Multiple myeloma (MM) is an incurable plasma cell cancer, localized in the bone marrow (BM). The mechanisms used by these cells to (re-)enter this organ remain largely unknown. Recently, we reported that both CD45+ and CD45- myeloma cells home to the BM and induce myeloma disease. In this work, we investigated the underlying mechanisms involved in the homing of CD45+ and CD45- myeloma cells in the experimental 5T2MM and 5T33MM murine models. In vivo tracing of flow cytometric sorted and radioactively labeled CD45 subsets revealed a reduced homing of the CD45- 5TMM cells to the BM as compared to the CD45+ 5TMM cells. Migration assays demonstrated an impaired chemotaxis towards BM endothelial cell conditioned medium, BM stromal cell conditioned medium and towards the basement membrane component laminin-1 of the CD45- 5TMM cells compared to the CD45+ subset. Matrix metalloproteinase-9 (MMP-9) and urokinase type plasminogen activator (uPA) are key extracellular matrix proteases involved in the invasion of cancer cells. Inhibitor and antibody blocking experiments demonstrated the involvement of both in the invasion of the 5TMM cells. CD45- 5TMM cells had a low secretion of MMP-9 and (for the non-aggressive line 5T2MM only) a low cell surface expression of uPA receptor, as revealed by gelatin zymography and flow cytometric analysis, respectively. Accordingly, the synthetic basement membrane invasive capacity of the CD45- 5TMM subpopulations was also impaired. Our results indicate that CD45+ and CD45- 5T myeloma cells have a differential BM homing attributable to differential migratory and invasive capacities.

Monocyte chemoattractant protein-1 (MCP-1), secreted by bone marrow endothelial cells, induces chemoattraction of 5T multiple myeloma cells.

Homing of multiple myeloma (MM) cells to the bone marrow (BM) requires transendothelial migration. In the present work we tested whether monocyte chemoattractant protein-1 (MCP-1) and CCR2, the high affinity receptor for MCP-1, are involved in this process. Murine 5T2 and 5T33MM cell lines were selected as source of MM cells and STR4, 10 and 12 of BM endothelial cells (BMEC). RT-PCR demonstrated transcripts for MCP-1 in BMEC and ELISA the presence of MCP-1 protein in culture medium. RNase protection assay showed mRNA expression for CCR2, and FACS analysis the presence of CCR2 protein on the MM cells. EC conditioned medium induced chemoattraction of MM cells, a phenomenon inhibited by anti-MCP-1 antibodies.
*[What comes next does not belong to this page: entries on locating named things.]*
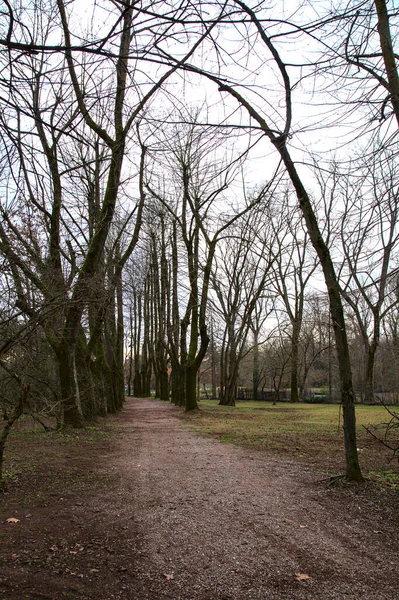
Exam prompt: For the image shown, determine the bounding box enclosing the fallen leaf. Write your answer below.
[295,573,310,581]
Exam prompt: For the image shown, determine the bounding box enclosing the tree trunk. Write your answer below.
[291,322,300,402]
[364,345,377,404]
[58,340,84,428]
[185,365,198,412]
[274,140,363,482]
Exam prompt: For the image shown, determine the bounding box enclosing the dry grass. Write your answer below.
[184,400,399,485]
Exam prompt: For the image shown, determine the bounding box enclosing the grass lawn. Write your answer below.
[184,400,399,486]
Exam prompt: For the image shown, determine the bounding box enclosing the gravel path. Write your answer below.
[96,399,399,600]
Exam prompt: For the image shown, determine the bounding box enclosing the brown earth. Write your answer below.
[0,399,399,600]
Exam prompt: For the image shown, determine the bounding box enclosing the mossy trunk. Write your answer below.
[184,365,198,412]
[58,341,84,428]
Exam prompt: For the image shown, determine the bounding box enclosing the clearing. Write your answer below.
[0,399,399,600]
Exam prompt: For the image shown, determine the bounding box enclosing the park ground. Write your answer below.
[0,399,399,600]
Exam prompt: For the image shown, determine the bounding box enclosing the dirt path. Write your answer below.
[0,399,399,600]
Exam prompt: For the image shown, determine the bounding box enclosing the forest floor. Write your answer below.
[0,399,399,600]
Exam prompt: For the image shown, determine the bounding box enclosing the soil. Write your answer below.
[0,399,399,600]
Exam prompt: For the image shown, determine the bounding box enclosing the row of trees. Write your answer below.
[0,0,399,480]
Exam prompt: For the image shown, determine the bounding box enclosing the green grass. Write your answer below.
[185,400,399,477]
In conclusion, MM cells express CCR2 and are attracted by MCP-1 secreted by BMEC. We suggest that local MCP-1 production by BMEC is one of the mechanisms involved in homing of myeloma cells to the BM.
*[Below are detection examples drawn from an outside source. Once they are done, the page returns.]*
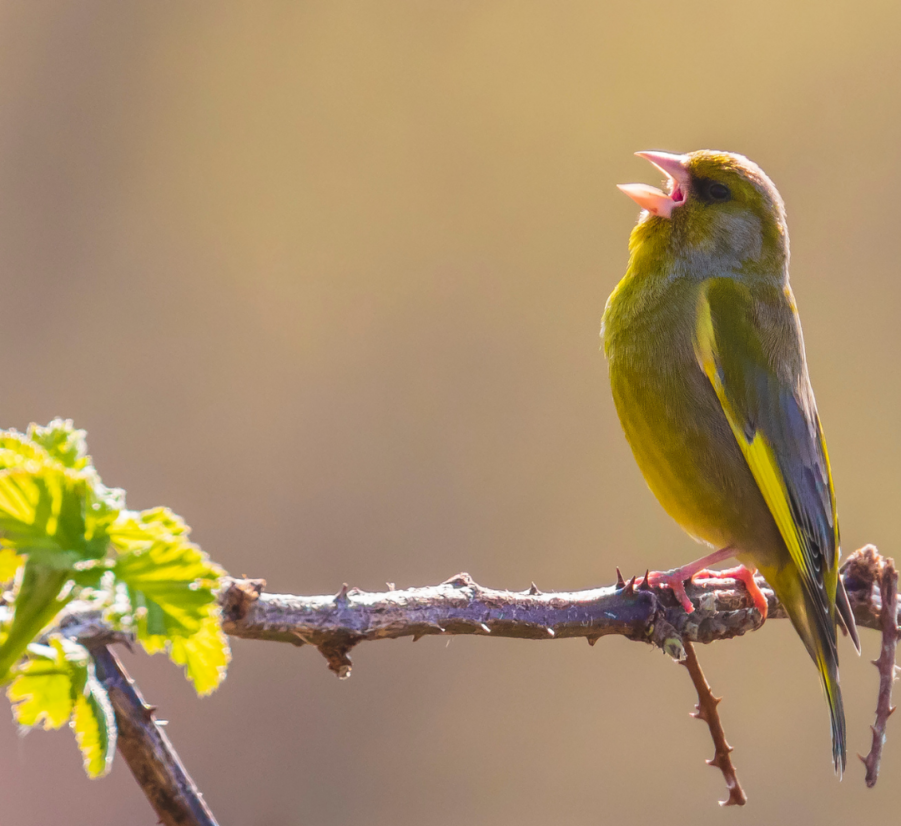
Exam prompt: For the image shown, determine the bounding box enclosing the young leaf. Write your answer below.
[6,637,116,777]
[6,639,74,729]
[169,617,231,697]
[25,419,91,470]
[109,508,229,694]
[0,548,25,582]
[69,664,116,777]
Part of the multiple myeloma-associated microvessels is functionally connected to the systemic circulation: a study in the murine 5T33MM model.
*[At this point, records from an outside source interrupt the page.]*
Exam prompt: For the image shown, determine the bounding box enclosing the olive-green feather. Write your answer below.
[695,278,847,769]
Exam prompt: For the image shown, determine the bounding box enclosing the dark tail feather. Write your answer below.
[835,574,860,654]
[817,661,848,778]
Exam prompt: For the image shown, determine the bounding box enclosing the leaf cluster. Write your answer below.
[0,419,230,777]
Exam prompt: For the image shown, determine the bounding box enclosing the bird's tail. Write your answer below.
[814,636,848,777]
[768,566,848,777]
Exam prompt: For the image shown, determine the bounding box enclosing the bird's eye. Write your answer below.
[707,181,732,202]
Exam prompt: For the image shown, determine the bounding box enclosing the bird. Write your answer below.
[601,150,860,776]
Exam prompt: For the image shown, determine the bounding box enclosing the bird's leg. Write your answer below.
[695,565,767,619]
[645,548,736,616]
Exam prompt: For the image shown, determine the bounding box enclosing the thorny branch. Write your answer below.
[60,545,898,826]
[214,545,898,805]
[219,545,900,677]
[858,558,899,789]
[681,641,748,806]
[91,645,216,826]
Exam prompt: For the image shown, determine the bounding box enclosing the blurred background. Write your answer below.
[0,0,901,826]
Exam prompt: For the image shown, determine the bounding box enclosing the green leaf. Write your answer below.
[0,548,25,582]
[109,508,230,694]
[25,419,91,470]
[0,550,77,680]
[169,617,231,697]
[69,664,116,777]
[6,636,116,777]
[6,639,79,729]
It is now well established that angiogenesis in multiple myeloma (MM) is associated with poor prognosis. The exact function of the newly formed vessels in MM is, however, a matter of debate. It is believed that, in contrast to solid tumor growth, the bone marrow (BM) is a sufficiently vascularized organ to support expansion of the MM clone with no need for additional blood vessels. From this point of view, it could be that MM-associated angiogenesis is rather an epiphenomenon and that the newly formed microvessels form a chaotic network that does not contribute to the blood flow. We investigated whether these newly formed microvessels in MM are connected to the blood circulation. The intravenously injected ferritin 30 min prior to sacrifice was detected in 100% of the BM vessels of control mice. In MM-bearing mice, the ferritin tracer was found in 31% of the MM-associated vessels, indicating a connection with the peripheral blood circulation in these vessels. We conclude that, comparable to the situation in solid tumors, at least part of the tumor-associated microvessels in MM is functionally connected to the blood circulation and, therefore, can participate in the transport of nutrients and in the dissemination of MM cells.